Além do caminhão elétrico movido a bateria, que depende de carregamento na rede elétrica, a indústria trabalha no desenvolvimento dos elétricos movidos a hidrogênio. No futuro, a alternativa dispensará a necessidade da infraestrutura de postos de carregamento de baterias. Trata-se, porém, de uma solução para o longo prazo, com custo elevado. Carregado em tanques, no veículo, o hidrogênio ajuda a formar a corrente elétrica que vai para o motor.
Nesta semana, um protótipo da Mercedes movido a hidrogênio e aprovado para trafegar em vias públicas, percorreu 1.047 quilômetros, entre Wörth am Rhein e Berlim com um abastecimento. A experiência bem-sucedida é prova, diz Rådström, de que hidrogênio tende a ser uma solução para eletrificar do transporte rodoviário de longa distância. “Às vezes há ceticismo em relação ao alcance das novas tecnologias de emissão zero, tanto no elétrico a bateria como a hidrogênio. Essa experiência serve como vitrine para mostrar que podemos ir muito longe”.
Se
a infraestrutura para carregamento de baterias nas estradas é motivo de
preocupação na Europa, o que dizer do Brasil, país continental, onde
caminhoneiros carregam carga em distâncias muito maiores do que o percurso da
Espanha até a Escandinávia?
No
Brasil, o processo de eletrificação será mais lento, diz Rådström. Ela calcula
que enquanto a Europa “tem a ambição” de eletrificar até 60% dos caminhões
vendidos até 2030, o Brasil não passará de 10% no mesmo período.
A
seu tempo, porém, o país seguirá tendência igual, acredita a executiva,
principalmente por ter fontes abundantes de energia limpa. “Acho que o processo
começará nas cidades. Você já vê isso com os ônibus urbanos. É possível avançar
na eletrificação da distribuição de mercadorias nas cidades.
“Podemos seguir em frente a partir daí. Mas para os caminhões de longa distância acho que vai demorar mais. Talvez algumas rotas façam sentido com a eletricidade se a infraestrutura for construída, mas provavelmente também precisaremos de hidrogênio nesse mercado”, destaca.

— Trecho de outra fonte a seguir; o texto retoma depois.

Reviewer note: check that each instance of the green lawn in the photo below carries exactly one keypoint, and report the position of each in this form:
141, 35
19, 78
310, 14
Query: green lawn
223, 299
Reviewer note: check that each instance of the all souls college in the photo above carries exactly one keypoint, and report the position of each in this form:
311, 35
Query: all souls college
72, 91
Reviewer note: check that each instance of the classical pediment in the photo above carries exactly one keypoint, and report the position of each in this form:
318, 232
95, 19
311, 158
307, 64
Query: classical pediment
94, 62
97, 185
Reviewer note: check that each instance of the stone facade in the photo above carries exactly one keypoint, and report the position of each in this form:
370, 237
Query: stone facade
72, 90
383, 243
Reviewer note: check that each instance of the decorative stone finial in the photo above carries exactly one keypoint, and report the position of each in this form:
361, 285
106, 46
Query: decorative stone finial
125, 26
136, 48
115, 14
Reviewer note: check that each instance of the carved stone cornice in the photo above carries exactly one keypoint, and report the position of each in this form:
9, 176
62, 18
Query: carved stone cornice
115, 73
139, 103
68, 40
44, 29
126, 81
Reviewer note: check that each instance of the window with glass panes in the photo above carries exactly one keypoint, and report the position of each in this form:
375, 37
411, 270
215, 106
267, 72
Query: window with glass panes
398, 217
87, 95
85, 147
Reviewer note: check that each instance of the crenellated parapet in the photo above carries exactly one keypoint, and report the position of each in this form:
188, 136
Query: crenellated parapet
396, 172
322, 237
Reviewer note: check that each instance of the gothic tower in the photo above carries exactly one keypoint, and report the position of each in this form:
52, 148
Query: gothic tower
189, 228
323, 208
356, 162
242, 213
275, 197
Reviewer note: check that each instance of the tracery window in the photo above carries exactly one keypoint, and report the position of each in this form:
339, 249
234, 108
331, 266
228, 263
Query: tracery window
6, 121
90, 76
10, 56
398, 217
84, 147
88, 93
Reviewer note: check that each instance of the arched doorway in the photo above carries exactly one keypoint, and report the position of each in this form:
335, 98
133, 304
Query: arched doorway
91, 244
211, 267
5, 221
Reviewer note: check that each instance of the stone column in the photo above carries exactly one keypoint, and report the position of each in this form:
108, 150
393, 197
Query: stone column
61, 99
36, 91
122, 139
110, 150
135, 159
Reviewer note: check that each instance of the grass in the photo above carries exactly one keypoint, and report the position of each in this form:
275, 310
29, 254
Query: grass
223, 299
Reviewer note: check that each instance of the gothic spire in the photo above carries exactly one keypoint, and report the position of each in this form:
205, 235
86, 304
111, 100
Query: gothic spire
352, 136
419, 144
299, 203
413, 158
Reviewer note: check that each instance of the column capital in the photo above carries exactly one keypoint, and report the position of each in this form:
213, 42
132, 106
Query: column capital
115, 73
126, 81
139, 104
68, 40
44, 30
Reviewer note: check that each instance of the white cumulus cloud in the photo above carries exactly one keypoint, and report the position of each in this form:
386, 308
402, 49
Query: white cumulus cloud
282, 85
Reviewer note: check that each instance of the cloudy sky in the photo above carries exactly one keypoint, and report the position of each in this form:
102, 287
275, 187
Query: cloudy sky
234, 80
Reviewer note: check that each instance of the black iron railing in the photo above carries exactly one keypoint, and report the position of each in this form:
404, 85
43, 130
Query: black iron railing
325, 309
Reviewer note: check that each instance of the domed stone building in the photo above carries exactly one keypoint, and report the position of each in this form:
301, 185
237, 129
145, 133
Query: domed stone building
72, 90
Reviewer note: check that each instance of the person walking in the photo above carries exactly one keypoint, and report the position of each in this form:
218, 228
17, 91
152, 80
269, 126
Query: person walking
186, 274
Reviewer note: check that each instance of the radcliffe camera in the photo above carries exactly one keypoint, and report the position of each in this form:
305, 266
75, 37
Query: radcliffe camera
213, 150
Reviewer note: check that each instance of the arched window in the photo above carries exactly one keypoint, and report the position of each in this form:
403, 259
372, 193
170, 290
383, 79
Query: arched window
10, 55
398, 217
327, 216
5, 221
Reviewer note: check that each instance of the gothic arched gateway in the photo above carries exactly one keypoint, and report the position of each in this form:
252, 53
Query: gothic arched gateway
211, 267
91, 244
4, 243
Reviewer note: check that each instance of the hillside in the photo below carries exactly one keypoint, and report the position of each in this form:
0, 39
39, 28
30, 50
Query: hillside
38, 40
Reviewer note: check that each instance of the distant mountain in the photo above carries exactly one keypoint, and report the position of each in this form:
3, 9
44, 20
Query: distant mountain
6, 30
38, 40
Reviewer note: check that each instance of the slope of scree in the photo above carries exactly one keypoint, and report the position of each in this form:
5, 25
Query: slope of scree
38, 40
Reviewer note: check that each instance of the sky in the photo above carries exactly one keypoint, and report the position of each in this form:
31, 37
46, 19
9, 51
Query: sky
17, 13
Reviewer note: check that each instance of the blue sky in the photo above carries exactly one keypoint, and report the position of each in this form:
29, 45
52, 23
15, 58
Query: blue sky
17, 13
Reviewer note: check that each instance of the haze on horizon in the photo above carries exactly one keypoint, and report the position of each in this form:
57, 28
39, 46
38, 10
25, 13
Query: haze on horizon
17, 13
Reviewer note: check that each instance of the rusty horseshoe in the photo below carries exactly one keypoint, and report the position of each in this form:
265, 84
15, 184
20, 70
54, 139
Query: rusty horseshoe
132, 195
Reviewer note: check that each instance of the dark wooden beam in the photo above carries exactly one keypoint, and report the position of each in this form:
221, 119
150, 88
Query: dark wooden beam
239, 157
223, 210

O uso dos biocombustíveis tende a ajudar no processo de descarbonização até chegar à eletrificação. E o Brasil, que representa a segunda maior operação da Mercedes-Benz em número de funcionários, após a Alemanha, pode ter papel relevante como fornecedor de caminhões e de motores para mercados que ainda usarem o diesel.
Entre
20% e 30% dos veículos produzidos na fábrica de São Bernardo do Campo (SP), que
hoje completa 67 anos, são exportados não apenas para os países vizinhos, na
América Latina, mas também Oriente Médio e África, segundo Achim Puchert,
presidente da Mercedes-Benz do Brasil.
“Nosso
motor clássico é um motor muito robusto, que se adapta a vários mercados Nós os
fazemos aqui no Brasil. Portanto, aqui temos um centro de produção do motor
clássico”, afirma Rådström.
Esta
semana, Rådström passou menos de dois dias no Brasil, numa carregada agenda que
incluiu visitas a clientes e reuniões para revisão dos negócios e discussão de
perspectivas para o futuro.
Sem
entrar em detalhes, a executiva diz que a operação brasileira retomou a
lucratividade e que ela prevê que em 2024 o mercado de caminhões brasileiro
será melhor que o deste ano. “O quarto trimestre já será melhor que os meses
anteriores.
“Sentimos que as taxas de juros poderão cair um pouco e que existem algumas iniciativas políticas para estimular os negócios. Então estamos bastante confiantes para 2024”, afirma.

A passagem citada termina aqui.